As a result, the 24-year-old incurred a wave of harassment and abuse online that still continues regularly and he "now has a lot of problems dealing with his normal routine," Bankston added.

"As it was happening he tried to show a strong face, but he now genuinely fears for his safety at this point," he said. "He is scared. The threats are violent."

A major problem, the lawsuit notes, is that many Infowars readers distrust the government and mainstream media. This deep-rooted suspicion is fueled by Jones and his media empire, which also hawks products aimed at fighting back against "the deep state" and further perpetuates the notion that Jones is the only one telling the truth.

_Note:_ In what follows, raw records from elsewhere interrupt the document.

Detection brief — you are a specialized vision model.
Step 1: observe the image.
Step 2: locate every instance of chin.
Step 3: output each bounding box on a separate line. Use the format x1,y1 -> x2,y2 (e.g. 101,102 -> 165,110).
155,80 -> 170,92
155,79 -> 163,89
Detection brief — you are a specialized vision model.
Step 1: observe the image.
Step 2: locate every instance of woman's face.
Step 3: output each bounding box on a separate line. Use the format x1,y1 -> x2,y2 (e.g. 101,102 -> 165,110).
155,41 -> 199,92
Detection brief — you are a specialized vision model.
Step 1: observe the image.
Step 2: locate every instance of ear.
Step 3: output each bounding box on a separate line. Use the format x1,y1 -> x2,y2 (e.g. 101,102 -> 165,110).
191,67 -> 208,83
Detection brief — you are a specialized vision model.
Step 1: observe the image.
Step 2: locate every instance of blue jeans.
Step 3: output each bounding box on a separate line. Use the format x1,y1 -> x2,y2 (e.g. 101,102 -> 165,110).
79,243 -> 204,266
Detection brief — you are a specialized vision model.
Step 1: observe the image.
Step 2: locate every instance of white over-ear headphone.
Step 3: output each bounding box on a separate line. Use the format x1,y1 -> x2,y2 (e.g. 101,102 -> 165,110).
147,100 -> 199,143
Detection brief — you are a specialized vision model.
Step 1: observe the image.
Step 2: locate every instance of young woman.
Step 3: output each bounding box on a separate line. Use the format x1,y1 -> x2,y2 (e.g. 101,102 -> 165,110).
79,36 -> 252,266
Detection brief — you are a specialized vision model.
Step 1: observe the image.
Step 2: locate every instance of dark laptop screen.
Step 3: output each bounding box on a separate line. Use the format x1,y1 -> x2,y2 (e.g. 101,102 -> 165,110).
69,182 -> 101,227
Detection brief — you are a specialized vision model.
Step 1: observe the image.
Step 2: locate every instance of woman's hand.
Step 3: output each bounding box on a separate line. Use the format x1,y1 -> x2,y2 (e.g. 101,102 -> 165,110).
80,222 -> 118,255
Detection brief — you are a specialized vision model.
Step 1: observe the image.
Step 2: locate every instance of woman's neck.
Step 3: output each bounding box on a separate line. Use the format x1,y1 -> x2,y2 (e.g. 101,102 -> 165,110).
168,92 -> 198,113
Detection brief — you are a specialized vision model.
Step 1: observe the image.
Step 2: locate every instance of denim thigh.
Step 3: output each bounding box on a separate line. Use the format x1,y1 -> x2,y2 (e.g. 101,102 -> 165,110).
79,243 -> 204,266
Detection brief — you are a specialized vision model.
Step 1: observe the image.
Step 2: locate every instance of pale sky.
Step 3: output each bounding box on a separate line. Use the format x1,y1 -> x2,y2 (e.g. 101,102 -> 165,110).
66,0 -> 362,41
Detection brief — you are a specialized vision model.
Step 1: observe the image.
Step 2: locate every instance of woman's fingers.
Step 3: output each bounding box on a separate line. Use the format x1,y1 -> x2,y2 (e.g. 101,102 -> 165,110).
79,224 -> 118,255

Fontaine is now caught in the crosshairs, the lawsuit states, citing several examples of Infowars readers using his photo to prove that he is part of a "false flag operation," or that he is a crisis actor.

"After experiencing this, Marcel felt it was his responsibility to bring the suit against Infowars," his attorney said. "We believe he was targeted because of his shirt, what he was wearing. It's malicious."

It's the second defamation lawsuit filed against Infowars in recent weeks. In March, Brennan Gilmore, a counterprotester at last year's deadly far-right rally in Charlottesville, Virginia, sued Jones for claiming, without evidence, that he orchestrated the car attack, calling him a "CIA asset."